A ce sujet je dirai que les pharmaciens
peuvent à juste titre être inquiets pour l’avenir de leur profession. Le médicament de la rue ne nuit pas qu’aux intérêts d’une corporation et de l’état mais il peut tuer d’innocents citoyens. Les organisations professionnelles de pharmaciens se sont mobilisées, ont dénoncé et continuent de dénoncer ce fléau. Mais il ne leur appartient pas de faire respecter les lois de l’état. Ce ne sont pas les pharmaciens qui prendront sur eux la responsabilité de déloger ces marchands de mort. L’Etat a par le passé et au plus haut niveau, démontré son engagement dans la lutte contre la piraterie des œuvres de l’art, nous pensons qu’il devrait en faire autant pour les médicaments de la rue.
Il ne faudrait pas attendre des intoxications à grande échelle pour déclencher
des plans d’urgence. Il ne faudrait pas que la Cote d’ivoire soit un pays où il est
plus facile de prospérer dans l’illégalité que dans les normes. C’est pourquoi , l’état marquerait fortement son engagement par une application ferme des recommandations de l’atelier telles que :
- l’affirmation de l’engagement politique du gouvernement à travers une déclaration publique du Président de la République ;
- la destruction médiatisée des sites connus de vente illicite de médicaments
; l’interdiction des cliniques dites « chinoises » et non autorisées ;
- l’implication formelle des collectivités locales dans la lutte contre le fléau des médicaments de la rue

10 - Le développement de ce marché n’est il pas du au fait que les médicaments vendus en pharmacies sont
chers?

Non je ne crois pas, d’une part parce que le dernier ajustement de prix des médicaments date de 1994 lors de la dévaluation du francs CFA.et d’autre part parce que malgré l’inflation galopante, le médicament est l’un des rares biens de consommation dont le prix n’a pas augmenté.Par ailleurs, les ajustements de 1994 ont été suivis de mesures d’accompagnement favorisant l’accessibilité :

l’ouverture du marché aux médicaments génériques, la substitution des prescriptions et le déconditionnement ouvrant la voie à la vente au détail pour les produits qui peuvent l’être.
De plus une étude locale démontre que les prix des médicaments vendus au détail dans la rue, lorsqu’ils sont ramenés à la boite reviennent plus chers qu’en pharmacie.
Enfin, au delà des couts d’achat, les médicaments de la rue occasionnent de
lourdes dépenses liées à l’aggravation de la maladie et même à la mort.

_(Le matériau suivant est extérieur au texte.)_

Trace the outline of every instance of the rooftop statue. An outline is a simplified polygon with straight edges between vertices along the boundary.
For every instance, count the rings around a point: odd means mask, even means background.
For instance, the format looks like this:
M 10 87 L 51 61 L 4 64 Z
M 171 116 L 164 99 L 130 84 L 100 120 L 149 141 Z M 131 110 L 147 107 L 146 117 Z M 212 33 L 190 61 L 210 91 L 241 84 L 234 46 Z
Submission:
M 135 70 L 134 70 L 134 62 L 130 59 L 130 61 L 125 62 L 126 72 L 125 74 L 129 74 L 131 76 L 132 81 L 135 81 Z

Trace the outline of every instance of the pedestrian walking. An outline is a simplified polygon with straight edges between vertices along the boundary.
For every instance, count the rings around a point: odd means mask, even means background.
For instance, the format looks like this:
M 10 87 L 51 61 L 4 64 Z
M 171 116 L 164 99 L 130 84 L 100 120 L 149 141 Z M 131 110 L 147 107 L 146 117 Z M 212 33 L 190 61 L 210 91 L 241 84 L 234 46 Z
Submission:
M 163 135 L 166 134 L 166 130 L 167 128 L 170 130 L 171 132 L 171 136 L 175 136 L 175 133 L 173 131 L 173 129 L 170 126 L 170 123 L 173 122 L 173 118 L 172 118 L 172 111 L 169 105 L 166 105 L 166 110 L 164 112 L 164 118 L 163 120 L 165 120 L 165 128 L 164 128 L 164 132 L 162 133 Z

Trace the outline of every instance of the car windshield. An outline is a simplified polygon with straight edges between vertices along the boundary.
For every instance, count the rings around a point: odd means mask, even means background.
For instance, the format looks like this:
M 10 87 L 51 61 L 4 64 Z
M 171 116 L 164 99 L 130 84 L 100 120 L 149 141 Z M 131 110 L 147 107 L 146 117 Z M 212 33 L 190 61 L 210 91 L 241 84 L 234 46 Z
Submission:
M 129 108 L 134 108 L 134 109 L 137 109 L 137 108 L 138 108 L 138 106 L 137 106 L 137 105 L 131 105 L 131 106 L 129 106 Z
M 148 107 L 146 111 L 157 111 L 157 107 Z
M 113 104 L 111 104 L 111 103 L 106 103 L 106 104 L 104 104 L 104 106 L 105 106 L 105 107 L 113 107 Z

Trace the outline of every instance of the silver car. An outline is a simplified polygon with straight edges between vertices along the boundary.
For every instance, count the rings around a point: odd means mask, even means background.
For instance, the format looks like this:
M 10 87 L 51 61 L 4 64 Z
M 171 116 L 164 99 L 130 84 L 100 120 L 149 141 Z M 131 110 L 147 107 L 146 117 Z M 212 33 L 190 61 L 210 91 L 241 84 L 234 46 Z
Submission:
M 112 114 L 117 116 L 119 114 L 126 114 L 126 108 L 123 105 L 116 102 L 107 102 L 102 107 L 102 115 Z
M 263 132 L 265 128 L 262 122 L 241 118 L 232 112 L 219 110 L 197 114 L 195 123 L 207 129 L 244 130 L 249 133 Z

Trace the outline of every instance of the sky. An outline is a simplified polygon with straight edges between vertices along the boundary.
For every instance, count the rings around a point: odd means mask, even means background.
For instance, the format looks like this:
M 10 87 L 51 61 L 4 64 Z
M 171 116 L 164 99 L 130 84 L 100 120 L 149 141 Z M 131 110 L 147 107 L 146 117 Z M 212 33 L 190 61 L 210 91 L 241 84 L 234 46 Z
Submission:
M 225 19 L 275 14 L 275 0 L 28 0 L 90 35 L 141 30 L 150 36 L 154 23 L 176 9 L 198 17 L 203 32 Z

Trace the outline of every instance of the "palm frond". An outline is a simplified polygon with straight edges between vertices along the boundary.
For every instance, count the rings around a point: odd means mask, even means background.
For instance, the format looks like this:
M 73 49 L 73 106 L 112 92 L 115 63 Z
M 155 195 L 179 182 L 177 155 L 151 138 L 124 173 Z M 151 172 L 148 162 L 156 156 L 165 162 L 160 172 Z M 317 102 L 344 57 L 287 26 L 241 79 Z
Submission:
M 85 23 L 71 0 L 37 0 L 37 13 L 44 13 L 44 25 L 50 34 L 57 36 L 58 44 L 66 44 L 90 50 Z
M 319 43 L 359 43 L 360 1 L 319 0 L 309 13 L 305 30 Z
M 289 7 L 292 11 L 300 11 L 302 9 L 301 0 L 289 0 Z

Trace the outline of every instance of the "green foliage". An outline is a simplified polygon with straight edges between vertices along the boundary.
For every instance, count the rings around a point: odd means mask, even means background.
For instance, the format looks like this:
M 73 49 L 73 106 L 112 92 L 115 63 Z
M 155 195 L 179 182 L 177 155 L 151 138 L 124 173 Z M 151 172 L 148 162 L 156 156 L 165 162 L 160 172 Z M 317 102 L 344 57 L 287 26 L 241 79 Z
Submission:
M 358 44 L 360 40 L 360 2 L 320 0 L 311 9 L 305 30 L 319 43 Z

11-La production locale ne serait-elle pas une alternative pour permettre une meilleure accessibilité ?

En effet, la production locale est une des pistes à envisager pour améliorer l`accessibilité aux soins de santé ; des initiatives privées locales existent et il y a un peu moins d’une dizaine d`unités de production locale. Toutefois, si la politique pharmaceutique nationale propose un certains nombre de pistes pour favoriser l’émergence d`une véritable industrie pharmaceutique locale ; l’absence de mesures concrètes ne permet pas pour l’instant d’atteindre ce noble objectif. En effet de nombreuses difficultés (fiscalité, taxes douanières, couts des intrants, frais d`approche, difficultés liés au transfert de technologie) font qu`au final ces unités locales n`arrivent pas à être aussi compétitives que les produits importés.Je pense par exemple que pour certains médicaments essentiels distribués dans les hôpitaux publics, l`état devrait appliquer la préférence nationale afin d`aider nos rares producteurs locaux.

En outre, une exonération ou un rabattement des taxes sur l`achat des matières premières et de l`outillage permettrait à ces structures d`améliorer leur compétitivité.
A long terme, il faudrait étudier la possibilité d’exiger aux laboratoires que les médicaments essentiels (liste OMS) ne soient plus importés mais fabriqués localement.


12- Votre mot de fin

Je voudrais appeler chacun de nous à être un acteur majeur de la lutte contre les médicaments de la rue. Aux autorités, je voudrais adresser mes encouragements pour l’initiative de l’atelier d’élaboration du plan opérationnel 2012-2015 de lutte contre le trafic illicite et la contrefaçon des médicaments.
Je souhaite que les conclusions de cet atelier se traduisent en actions concrètes sur le terrain.